La centralità del quartiere potrebbe suggerire la necessità di orientare politiche pubbliche focalizzate ad attivare forme di volontariato di quartiere, ma anche nuove figure professionali adibite all’attivazione e sostegno di reti informali di vicinato che la crisi ha più volte documentato come possano essere funzionali per combattere solitudini ed emarginazione
Per Emanuele Alecci, presidente del CSV di Padova e Rovigo “Il report ha l’obiettivo di far conoscere il volontariato della nostra Comunità. I numeri ci confermano non solo che ci troviamo di fronte ad un mondo in espansione, ma che anche nell’anno del cosiddetto lockdown il valore economico sociale del volontariato è continuato ad essere inestimabilmente prezioso per tutto il nostro territorio. Tutto ciò anche grazie al grande lavoro che con caparbietà si è realizzato attraverso il riconoscimento di Padova Capitale Europea del Volontariato. Gli effetti di questo lavoro lo riscontreremo per ancora molti anni. Sarà una grande sfida per tutti e specialmente per la Pubblica Amministrazione che dovrà non solo fidarsi di più del nostro volontariato ma dovrà aprirsi a forme di collaborazione e coprogettualità mai sperimentate”.
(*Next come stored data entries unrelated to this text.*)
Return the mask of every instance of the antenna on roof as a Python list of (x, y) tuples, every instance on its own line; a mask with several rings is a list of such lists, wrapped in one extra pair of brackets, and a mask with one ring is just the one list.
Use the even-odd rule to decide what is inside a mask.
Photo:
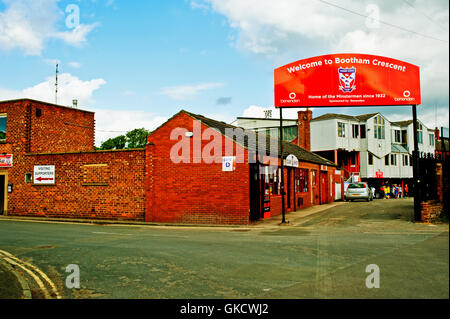
[(58, 104), (58, 63), (56, 63), (55, 104)]

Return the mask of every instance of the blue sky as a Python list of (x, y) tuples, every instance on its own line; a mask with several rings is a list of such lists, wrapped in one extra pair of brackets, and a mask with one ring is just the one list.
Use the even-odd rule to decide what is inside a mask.
[[(373, 14), (373, 4), (397, 27), (373, 27), (358, 15)], [(66, 12), (74, 6), (76, 27)], [(76, 98), (95, 111), (99, 143), (153, 129), (182, 108), (227, 122), (263, 116), (273, 106), (274, 68), (355, 52), (421, 66), (419, 116), (448, 126), (448, 16), (440, 0), (0, 0), (0, 100), (54, 102), (58, 61), (59, 103)], [(374, 110), (411, 117), (408, 107), (315, 109), (314, 116)]]

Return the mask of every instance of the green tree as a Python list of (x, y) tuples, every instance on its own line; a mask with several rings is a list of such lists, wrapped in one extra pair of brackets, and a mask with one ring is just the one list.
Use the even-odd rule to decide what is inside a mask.
[(110, 138), (102, 143), (101, 150), (122, 150), (127, 144), (127, 138), (125, 135), (120, 135), (114, 138)]
[(145, 128), (137, 128), (127, 133), (127, 148), (143, 148), (147, 144), (150, 131)]

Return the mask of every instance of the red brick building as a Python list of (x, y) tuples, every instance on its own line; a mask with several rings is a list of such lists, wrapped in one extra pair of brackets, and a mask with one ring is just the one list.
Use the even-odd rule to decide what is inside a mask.
[[(0, 212), (208, 224), (281, 214), (278, 140), (261, 147), (269, 137), (236, 129), (181, 111), (150, 134), (145, 149), (95, 151), (92, 112), (0, 102)], [(286, 211), (333, 201), (335, 164), (283, 145), (283, 158), (299, 160), (283, 172)], [(238, 161), (224, 169), (230, 156)]]
[[(0, 156), (13, 158), (0, 166), (1, 212), (143, 220), (145, 151), (94, 151), (94, 113), (23, 99), (0, 102), (1, 118)], [(38, 166), (54, 180), (38, 184)]]
[[(196, 128), (195, 123), (200, 125)], [(177, 128), (187, 134), (179, 134), (173, 140), (171, 135)], [(209, 157), (214, 162), (207, 164), (204, 158), (199, 158), (198, 149), (204, 157), (212, 140), (211, 129), (216, 131), (221, 148), (219, 154)], [(146, 152), (146, 221), (246, 224), (281, 214), (281, 162), (278, 156), (271, 158), (269, 152), (270, 147), (276, 147), (276, 154), (281, 154), (279, 140), (266, 137), (265, 154), (262, 154), (257, 147), (258, 136), (249, 131), (242, 134), (236, 129), (181, 111), (150, 134)], [(245, 134), (247, 139), (243, 138)], [(188, 151), (183, 162), (174, 163), (171, 151), (183, 140), (187, 141)], [(227, 141), (232, 145), (229, 154)], [(284, 158), (293, 154), (299, 160), (298, 167), (284, 170), (286, 211), (332, 202), (336, 165), (292, 143), (284, 142), (283, 148)], [(238, 157), (238, 154), (243, 154), (244, 161), (237, 161), (234, 171), (223, 171), (223, 156)], [(265, 163), (270, 159), (272, 165)]]

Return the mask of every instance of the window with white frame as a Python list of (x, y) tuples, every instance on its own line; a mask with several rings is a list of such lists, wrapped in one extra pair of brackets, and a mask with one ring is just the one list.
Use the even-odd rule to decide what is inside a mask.
[(408, 166), (409, 155), (403, 155), (403, 166)]
[(358, 124), (352, 124), (352, 137), (353, 138), (359, 137), (359, 125)]
[(394, 130), (394, 142), (401, 143), (402, 142), (402, 131)]
[(391, 165), (397, 166), (397, 154), (391, 154)]
[(338, 122), (338, 137), (345, 137), (345, 123)]
[(417, 142), (423, 144), (423, 126), (417, 122)]
[(434, 134), (429, 134), (430, 136), (430, 146), (434, 146)]
[(381, 115), (377, 115), (374, 119), (373, 119), (373, 129), (374, 129), (374, 137), (376, 139), (379, 140), (384, 140), (385, 139), (385, 123), (384, 123), (384, 118)]

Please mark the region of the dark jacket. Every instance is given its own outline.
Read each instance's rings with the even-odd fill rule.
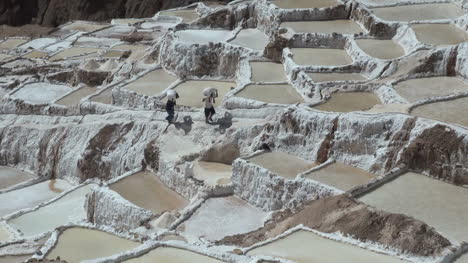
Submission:
[[[166,103],[166,111],[167,112],[174,112],[176,102],[172,100],[168,100]]]

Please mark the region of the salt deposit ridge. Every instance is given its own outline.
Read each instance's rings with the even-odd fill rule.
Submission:
[[[0,96],[0,263],[467,262],[467,1],[71,21]]]

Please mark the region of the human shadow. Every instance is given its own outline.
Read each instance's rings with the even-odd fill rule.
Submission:
[[[232,126],[232,115],[226,111],[224,117],[218,118],[216,121],[208,122],[208,124],[218,126],[216,130],[224,134],[226,130]]]
[[[177,130],[183,130],[185,135],[189,134],[192,131],[193,120],[190,115],[184,116],[184,121],[182,122],[174,122],[174,127]]]

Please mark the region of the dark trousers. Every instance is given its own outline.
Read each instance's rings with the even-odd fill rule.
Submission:
[[[168,111],[168,112],[167,112],[166,120],[167,120],[168,122],[172,122],[172,120],[174,119],[174,115],[175,115],[174,111]]]
[[[210,116],[213,116],[215,114],[216,114],[216,111],[215,111],[214,107],[213,108],[205,108],[205,117],[206,118],[208,118]]]

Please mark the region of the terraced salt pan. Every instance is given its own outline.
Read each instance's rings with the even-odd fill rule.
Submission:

Per Massimo Santinello, dell'Università degli Studi di Padova “Emerge ora l’esigenza di capire cosa spinge le persone ad attivare comportamenti pro-sociali, cosa muove le persone nel loro quartiere, nella loro città, cosa le aiuta a “rimanere”, a stare in un contesto di solidarietà. Lungi dall’essere una ricerca che offre risposte definitive, la raccolta di informazioni sul progetto “Per Padova noi ci siamo” ci sta aiutando a capire perché una città si attiva spontaneamente,
scoprendo che le risposte come sempre sono complesse. Abbiamo bisogno di una cultura del volontariato, non di un bisogno di volontariato. Speriamo che questo l’emergenza l’abbia insegnato”.
L’assessora al volontariato del Comune di Padova Cristina Piva sottolinea: “Padova è una città che, anche sull'onda del titolo di Capitale Europea del Volontariato, ancora una volta si colloca ai vertici di questo mondo solidale. L'amministrazione non deve ignorare questa positiva evoluzione.
Una città che spontaneamente sceglie di essere protagonista del mondo del volontariato ha bisogno di un nuovo modo di relazionarsi con l'istituzione pubblica, la quale deve mostrarsi aperta e sensibile perché il volontario possa riconoscersi in essa e si attivi nella comunità.